Incr-Sync/Full-Import tuning|V4.2.3|OceanBase Migration Service| docs|Distributed Database

Incr-Sync/Full-Import tuning

Last Updated：2024-08-16 06:00:53 Updated

Transactions per second (TPS)

The number of messages pulled by the source per second.
Latency

The latency of the current task, in seconds. Security checkpoints are not considered when the latency is calculated.
ReadQ

In asynchronous transmission, the intermediate framework obtains data from ReadQ and writes the data to the destination. The data of the current process that is not obtained by the intermediate framework will be cached in ReadQ. The default maximum value of ReadQ is 4096. If the value of ReadQ is small, the source has no data or a bottleneck exists in pulling data from the source.
WriteConsume

The time required to write {batch.size}, in milliseconds. A smaller WriteConsume value indicates higher performance of the destination.

Query metrics

Run the ./connector_utils.sh metrics command to query metrics.

./connector_utils.sh metrics

2022-09-22 12:49:48.876
SOURCE: [RPS:0.0, IOPS:0.0M, delay:1489ms]
SINK: [RPS:0.0, TPS:0.0, IOPS:0.0M, delay:2986440ms]
SINK_TIME: [execute_time:0.0ms/record, commit_time:0.0ms/batch]
SINK_SLOW_ROUTES:
SINK_THREAD: 4/4
DISPATCHER: wait record:0, ready batch:0, shardTime:nullms/record
forward_slot0 batchAccumulate: 0, recordAccumulate: 0
queue_slot1 batchAccumulate: 0, recordAccumulate: 0
heap:620M/1945M, noHeap:52M/488M, threadCount:18, cpu:0.054, sysCpu:51.555
ParNew(count:0, cost:0) ConcurrentMarkSweep(count:0, cost:0)
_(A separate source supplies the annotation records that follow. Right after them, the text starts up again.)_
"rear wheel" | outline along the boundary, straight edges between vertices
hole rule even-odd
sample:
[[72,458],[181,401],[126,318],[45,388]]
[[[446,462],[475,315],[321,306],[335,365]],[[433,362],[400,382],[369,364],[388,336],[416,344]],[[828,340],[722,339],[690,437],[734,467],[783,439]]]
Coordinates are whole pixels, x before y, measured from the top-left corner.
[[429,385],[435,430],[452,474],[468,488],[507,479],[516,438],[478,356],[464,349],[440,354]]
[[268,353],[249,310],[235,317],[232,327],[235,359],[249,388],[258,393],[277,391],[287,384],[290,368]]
The parameters in the return result are described as follows:

SOURCE: provides the RPS, IOPS, and DELAY information.
SINK: provides the RPS, TPS(RecordBatch/s), IOPS, and DELAY information.
SINK_TIME: execute_time indicates the execution time of each record and commit_time indicates the batch execution time of multiple records.
SINK_SLOW_ROUTES: the information about SINK_ROUTES with a long execution time in internal statistics. SINK_ROUTES indicates units that support parallel writes, for example, partitions in a Kafka instance, shards in a DataHub instance, and queues in a RocketMQ instance.
SINK_THREAD: Number of active sinkThreads/Maximum number of sinkThreads. If a few sinkThreads exist, the destination is idle and does not reach a bottleneck.
DISPATCHER indicates the conditions of the intermediate queue, wait record indicates the number of messages waiting to be allocated, and ready batch indicates the number of records to be executed by sinkThreads.

If the value of wait record is large, a large number of messages exist, which may be affected by garbage collection (GC).
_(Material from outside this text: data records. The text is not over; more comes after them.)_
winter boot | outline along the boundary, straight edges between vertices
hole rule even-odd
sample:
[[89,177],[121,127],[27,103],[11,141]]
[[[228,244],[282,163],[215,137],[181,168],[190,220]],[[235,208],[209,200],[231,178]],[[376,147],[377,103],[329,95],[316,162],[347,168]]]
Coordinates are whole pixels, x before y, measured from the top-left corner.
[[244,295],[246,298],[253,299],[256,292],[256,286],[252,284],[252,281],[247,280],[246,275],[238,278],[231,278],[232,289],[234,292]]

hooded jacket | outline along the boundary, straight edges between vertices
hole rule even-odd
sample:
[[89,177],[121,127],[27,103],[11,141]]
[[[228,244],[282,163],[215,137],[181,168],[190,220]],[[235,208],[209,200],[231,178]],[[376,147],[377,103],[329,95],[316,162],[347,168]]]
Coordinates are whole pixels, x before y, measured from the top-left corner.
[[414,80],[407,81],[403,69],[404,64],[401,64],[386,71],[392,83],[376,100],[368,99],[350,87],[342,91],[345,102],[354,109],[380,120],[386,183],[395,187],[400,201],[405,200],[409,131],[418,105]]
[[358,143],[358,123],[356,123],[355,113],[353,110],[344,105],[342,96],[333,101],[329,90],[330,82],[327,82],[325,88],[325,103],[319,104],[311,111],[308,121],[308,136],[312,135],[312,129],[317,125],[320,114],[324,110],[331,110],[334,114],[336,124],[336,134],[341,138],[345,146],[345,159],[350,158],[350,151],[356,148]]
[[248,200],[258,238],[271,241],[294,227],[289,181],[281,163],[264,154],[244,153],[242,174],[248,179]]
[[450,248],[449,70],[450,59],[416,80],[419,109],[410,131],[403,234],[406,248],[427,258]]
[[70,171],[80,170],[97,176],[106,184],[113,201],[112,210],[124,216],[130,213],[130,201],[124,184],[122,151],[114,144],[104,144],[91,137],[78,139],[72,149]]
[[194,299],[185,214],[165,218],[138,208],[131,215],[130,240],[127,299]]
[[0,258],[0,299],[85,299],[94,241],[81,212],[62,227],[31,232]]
If a large number of records are to be executed, the destination encounters a bottleneck. In this case, you can try to increase the write speed of the destination. For example, you can increase threads.
{Name of the framework queue} batchAccumulate: {Number of accumulated records for batch execution}, recordAccumulate: {Number of accumulated records}
1. If batchAccumulat of the first queue is empty, the source encounters a bottleneck and no messages can be received by the source.
2. If batchAccumulate of the last queue is full, the record dispatcher (conflict matrix/hash) encounters a bottleneck. In this case, you must view the metrics of the dispatcher.
heap: Heap memory usage/Maximum heap memory size, noHeap: Non-heap memory usage/Maximum non-heap memory size, threadCount: number of threads, cpu: process CPU, and sysCpu: system CPU.
{Time} {youngGcName}(count:{Accumulated number of times}, cost:{Accumulated consumed time}) {fullGcName}(count:{Accumulated number of times}, cost:{Accumulated consumed time})

Incr-Sync/Full-Import diagnostics

Obtain the ID of the Incr-Sync or Full-Import component.
1. Log on to the OceanBase Migration Service (OMS) console.
2. In the left-side navigation pane, click Data Migration.
3. On the Migration Projects page, click the name of the data migration project that you want to view to go to the details page.
4. Click View Component Monitoring in the upper-right corner.
5. In the View Component Monitoring dialog box, view the ID of the Incr-Sync or Full-Import component.
Enter the directory of the Incr-Sync or Full-Import component.
1. Log on to the server where OMS is deployed.
2. Run the following command to enter the Docker container.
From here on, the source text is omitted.